US Immigration policies, regulations and laws are often complex, change continually, and vary considerably for each type of visa (permit) and for each type of category or reason that a person wishes to enter or emigrate to the USA.
There are two general classifications of US visas: nonimmigrant visas for temporary stays, and immigrant visas to live permanently in the US. Your choice of visa is determined by the purpose of your travel to the United States.
Nonimmigrant US Visas (for temporary visitors):
Temporary visitors to the U.S. must obtain a nonimmigrant visa. This type of visa allows you to travel to the USA. If you are a citizen of a country that's part of the Visa Waiver Program, you may come to the US without a visa if you meet certain requirements.

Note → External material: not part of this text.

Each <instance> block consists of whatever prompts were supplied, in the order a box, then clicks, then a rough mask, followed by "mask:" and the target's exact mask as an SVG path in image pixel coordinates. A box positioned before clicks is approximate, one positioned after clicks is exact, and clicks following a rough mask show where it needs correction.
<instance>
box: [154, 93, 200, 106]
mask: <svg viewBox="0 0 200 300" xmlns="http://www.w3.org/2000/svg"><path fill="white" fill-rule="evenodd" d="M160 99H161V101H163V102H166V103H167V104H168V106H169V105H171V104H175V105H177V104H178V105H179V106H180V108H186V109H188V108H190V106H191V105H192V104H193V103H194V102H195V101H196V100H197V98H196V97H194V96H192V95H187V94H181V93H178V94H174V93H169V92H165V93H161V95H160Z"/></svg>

There are a number of reasons why someone would come to the US on a temporary visa, including: holidays and tourism, short term business, medical treatment and certain types of temporary work, and there are over 20 different visas available in this category.
Immigrant US Visas (for permanent emigration):
An immigrant visa is for those who intend to emigrate to permanently live in the USA. There are four major categories within this type of visa classification, including: immediate relatives, special immigrants, family-sponsored and employer-sponsored work.